Final answer:
The under- or overapplied overhead at the end of the year should not be allocated to Raw Materials Inventory.
Step-by-step explanation:
Allocating under- or overapplied overhead is a process used in cost accounting to distribute the difference between actual and applied overhead costs. However, these adjustments should not impact Raw Materials Inventory. Raw materials represent the initial stage of production, and overhead costs are incurred during the manufacturing process. Therefore, any discrepancies in overhead costs at the end of the year should be allocated to Work in Process Inventory, Finished Goods Inventory, and Cost of Goods Sold, which directly reflect the manufacturing and selling stages.

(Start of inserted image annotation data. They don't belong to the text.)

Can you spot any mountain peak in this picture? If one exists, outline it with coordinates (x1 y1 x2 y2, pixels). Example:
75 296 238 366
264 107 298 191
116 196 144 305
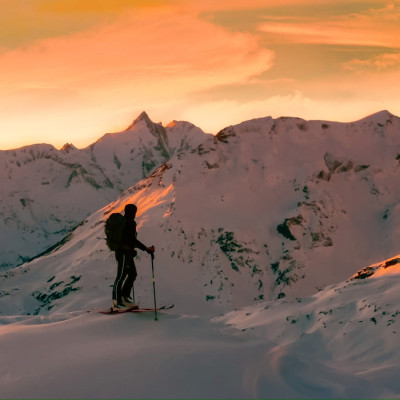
361 110 394 123
60 143 76 153
126 111 154 131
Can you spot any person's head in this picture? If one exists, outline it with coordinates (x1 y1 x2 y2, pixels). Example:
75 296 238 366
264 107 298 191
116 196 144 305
125 204 137 218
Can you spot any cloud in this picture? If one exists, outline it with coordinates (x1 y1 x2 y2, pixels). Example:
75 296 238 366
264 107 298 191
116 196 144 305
343 51 400 72
0 8 273 146
258 3 400 47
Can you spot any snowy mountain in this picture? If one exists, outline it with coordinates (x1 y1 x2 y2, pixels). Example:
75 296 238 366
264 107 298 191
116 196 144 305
0 113 207 267
0 111 400 398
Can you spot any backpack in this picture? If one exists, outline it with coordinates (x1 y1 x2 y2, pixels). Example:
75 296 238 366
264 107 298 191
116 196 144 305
104 213 126 251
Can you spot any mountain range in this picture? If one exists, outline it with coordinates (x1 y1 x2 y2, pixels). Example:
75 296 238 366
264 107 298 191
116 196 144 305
0 111 400 398
0 112 207 268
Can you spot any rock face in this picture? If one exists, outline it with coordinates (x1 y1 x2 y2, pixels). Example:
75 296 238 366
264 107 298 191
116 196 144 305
0 113 211 267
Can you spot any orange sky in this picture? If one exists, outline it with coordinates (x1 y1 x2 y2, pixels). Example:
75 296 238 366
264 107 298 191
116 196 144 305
0 0 400 150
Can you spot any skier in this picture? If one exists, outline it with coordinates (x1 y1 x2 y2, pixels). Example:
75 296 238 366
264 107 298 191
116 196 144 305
112 204 155 309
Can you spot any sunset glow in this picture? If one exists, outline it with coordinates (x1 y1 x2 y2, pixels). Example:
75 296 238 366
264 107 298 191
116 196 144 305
0 0 400 150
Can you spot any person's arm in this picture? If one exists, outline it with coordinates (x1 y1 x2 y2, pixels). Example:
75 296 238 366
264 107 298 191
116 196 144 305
135 239 155 254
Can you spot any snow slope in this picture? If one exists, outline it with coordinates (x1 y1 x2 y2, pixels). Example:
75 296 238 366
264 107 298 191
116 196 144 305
0 113 207 267
0 112 400 398
0 252 400 399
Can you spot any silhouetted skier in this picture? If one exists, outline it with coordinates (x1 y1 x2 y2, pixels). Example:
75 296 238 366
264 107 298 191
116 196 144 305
112 204 155 309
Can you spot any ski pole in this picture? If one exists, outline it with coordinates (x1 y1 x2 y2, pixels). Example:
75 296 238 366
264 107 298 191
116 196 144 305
151 253 157 321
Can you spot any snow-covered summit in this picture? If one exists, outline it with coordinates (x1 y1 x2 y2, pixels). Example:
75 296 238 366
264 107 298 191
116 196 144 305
0 114 207 266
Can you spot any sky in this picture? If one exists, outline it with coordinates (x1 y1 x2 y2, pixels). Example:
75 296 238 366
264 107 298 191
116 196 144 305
0 0 400 150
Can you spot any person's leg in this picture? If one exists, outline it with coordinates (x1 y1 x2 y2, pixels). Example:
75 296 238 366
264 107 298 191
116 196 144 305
121 253 137 298
113 250 128 304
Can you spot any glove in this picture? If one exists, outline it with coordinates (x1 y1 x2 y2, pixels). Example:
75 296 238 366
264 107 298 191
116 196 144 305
146 246 155 254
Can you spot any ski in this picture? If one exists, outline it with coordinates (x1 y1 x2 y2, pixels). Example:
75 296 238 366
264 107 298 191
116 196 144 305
94 304 174 314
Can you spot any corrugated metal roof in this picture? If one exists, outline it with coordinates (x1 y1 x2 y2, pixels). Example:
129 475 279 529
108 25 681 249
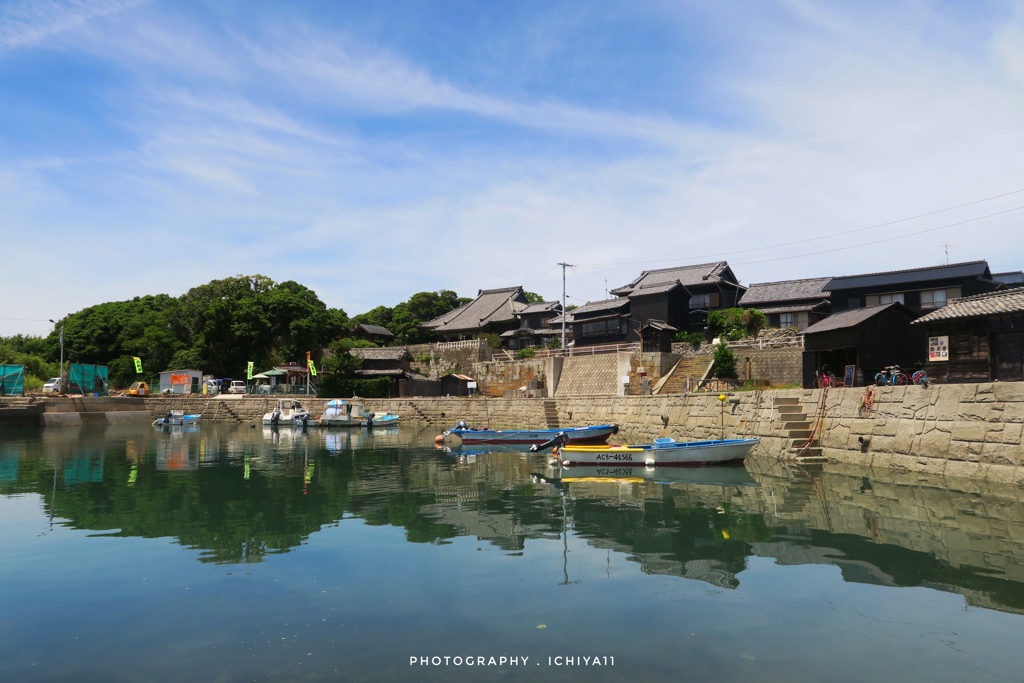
803 302 904 335
825 261 992 292
913 288 1024 325
739 278 833 310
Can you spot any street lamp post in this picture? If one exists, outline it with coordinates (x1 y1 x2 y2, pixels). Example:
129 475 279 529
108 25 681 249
50 318 65 393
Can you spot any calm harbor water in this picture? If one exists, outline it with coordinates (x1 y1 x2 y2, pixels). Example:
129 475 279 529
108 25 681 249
0 425 1024 683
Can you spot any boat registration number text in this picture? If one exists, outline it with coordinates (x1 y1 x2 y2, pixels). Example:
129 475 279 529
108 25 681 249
594 453 633 462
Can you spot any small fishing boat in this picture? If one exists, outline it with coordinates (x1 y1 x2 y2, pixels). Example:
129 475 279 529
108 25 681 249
530 435 761 467
263 398 315 427
441 420 618 444
536 463 760 486
153 411 203 427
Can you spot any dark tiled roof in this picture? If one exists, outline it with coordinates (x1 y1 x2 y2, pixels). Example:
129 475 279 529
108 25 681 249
518 301 562 315
423 287 527 333
643 317 679 332
610 261 732 296
825 261 991 292
348 346 413 360
803 302 904 335
914 288 1024 324
355 324 394 337
739 278 833 307
549 297 630 326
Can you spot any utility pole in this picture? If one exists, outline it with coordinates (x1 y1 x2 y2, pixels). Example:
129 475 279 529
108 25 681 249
557 263 575 353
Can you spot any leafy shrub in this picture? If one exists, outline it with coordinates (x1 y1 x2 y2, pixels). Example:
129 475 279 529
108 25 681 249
708 308 768 341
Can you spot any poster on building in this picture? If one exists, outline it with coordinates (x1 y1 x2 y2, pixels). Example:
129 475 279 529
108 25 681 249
928 336 949 362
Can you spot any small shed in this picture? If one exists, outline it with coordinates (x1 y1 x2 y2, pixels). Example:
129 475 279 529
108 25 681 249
160 370 203 394
914 288 1024 383
802 303 926 389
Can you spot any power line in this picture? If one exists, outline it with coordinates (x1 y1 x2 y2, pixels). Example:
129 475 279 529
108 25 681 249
581 188 1024 270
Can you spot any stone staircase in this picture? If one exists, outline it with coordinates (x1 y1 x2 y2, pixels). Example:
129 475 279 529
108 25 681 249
555 353 618 396
775 397 821 460
544 400 561 429
653 355 713 394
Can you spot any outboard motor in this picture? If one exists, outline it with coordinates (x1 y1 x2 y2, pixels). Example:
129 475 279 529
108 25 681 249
529 432 569 453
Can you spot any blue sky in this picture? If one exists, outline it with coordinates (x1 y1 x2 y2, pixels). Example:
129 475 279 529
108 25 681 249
0 0 1024 335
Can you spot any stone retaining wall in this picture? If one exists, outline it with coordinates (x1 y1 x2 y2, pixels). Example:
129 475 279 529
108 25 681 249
123 382 1024 475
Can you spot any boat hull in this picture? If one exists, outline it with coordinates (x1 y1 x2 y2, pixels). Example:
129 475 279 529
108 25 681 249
449 425 618 445
557 438 760 468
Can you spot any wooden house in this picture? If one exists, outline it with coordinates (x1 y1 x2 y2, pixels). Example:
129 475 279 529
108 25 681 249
914 288 1024 383
803 302 925 389
739 278 833 332
824 261 1002 313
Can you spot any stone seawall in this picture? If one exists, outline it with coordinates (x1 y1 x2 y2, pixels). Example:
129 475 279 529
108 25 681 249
134 382 1024 485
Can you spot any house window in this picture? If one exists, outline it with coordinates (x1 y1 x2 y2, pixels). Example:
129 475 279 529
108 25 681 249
778 310 809 330
921 287 961 308
580 318 626 337
864 292 903 306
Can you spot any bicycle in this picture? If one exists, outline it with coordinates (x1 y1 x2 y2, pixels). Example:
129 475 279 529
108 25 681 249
814 365 836 389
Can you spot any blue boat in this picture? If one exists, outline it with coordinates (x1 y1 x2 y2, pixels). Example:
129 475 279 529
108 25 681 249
442 420 618 444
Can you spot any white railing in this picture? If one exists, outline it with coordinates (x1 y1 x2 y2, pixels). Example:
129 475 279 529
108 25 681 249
437 339 487 350
534 342 640 358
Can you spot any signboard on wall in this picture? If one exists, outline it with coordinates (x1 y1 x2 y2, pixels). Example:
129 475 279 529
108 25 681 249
928 335 949 362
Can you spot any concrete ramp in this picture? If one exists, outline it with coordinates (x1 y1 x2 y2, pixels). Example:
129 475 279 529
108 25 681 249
555 353 618 396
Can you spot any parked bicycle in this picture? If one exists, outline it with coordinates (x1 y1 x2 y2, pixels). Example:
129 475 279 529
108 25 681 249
874 366 928 387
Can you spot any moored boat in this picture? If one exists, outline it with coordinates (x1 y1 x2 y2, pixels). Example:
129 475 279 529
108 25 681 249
263 398 314 427
153 411 203 427
441 421 618 445
538 437 761 467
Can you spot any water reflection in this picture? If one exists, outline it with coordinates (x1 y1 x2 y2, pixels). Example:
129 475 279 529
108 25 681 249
0 425 1024 612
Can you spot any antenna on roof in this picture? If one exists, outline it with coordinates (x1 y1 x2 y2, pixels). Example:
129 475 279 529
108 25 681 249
939 242 956 265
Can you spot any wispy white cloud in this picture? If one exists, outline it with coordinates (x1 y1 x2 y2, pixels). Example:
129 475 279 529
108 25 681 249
0 0 147 53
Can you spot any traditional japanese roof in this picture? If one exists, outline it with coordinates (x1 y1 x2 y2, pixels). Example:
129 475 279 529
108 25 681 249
348 346 413 361
516 301 562 315
549 297 630 326
992 270 1024 287
914 288 1024 324
423 287 529 334
355 324 394 337
824 261 992 292
610 261 737 296
643 317 679 332
802 301 907 335
739 278 833 311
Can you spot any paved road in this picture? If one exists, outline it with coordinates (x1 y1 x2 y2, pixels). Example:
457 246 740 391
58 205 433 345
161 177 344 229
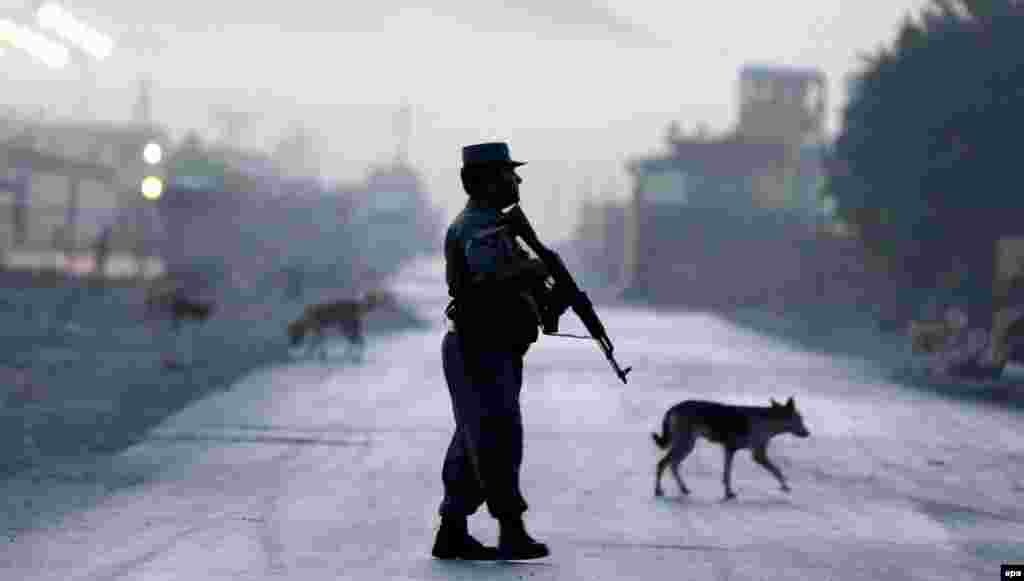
0 259 1024 581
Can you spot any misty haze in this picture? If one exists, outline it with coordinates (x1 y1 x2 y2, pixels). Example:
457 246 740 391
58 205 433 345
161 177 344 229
0 0 1024 581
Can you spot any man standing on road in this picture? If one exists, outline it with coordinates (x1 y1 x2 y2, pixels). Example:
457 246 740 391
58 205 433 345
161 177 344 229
432 142 564 561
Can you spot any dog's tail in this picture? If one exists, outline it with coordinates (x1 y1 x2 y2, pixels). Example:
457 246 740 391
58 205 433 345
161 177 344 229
650 410 672 450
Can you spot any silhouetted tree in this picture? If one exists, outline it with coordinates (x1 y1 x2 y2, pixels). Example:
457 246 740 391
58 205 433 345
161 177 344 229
828 0 1024 325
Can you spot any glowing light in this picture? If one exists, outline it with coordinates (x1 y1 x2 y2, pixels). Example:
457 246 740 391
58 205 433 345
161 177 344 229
142 142 164 165
36 2 114 60
142 175 164 200
0 18 71 69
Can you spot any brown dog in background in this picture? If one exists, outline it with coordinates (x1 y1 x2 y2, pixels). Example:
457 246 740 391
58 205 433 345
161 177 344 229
288 291 392 360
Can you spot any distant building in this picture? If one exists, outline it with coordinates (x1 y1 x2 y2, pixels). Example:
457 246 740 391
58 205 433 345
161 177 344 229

To elaborate, Work in Process Inventory accounts for the costs associated with goods that are currently in the production process, while Finished Goods Inventory represents the completed products ready for sale. Cost of Goods Sold, on the other hand, accounts for the expenses directly linked to goods sold during the period. These three categories encompass the entire production and selling cycle, making them suitable for absorbing any under- or overapplied overhead. However, Raw Materials Inventory remains outside this cycle and is not affected by manufacturing overhead adjustments.
In summary, the exclusion of Raw Materials Inventory from the allocation of under- or overapplied overhead ensures that adjustments are accurately reflected in the stages of production and sales without affecting the initial raw material costs.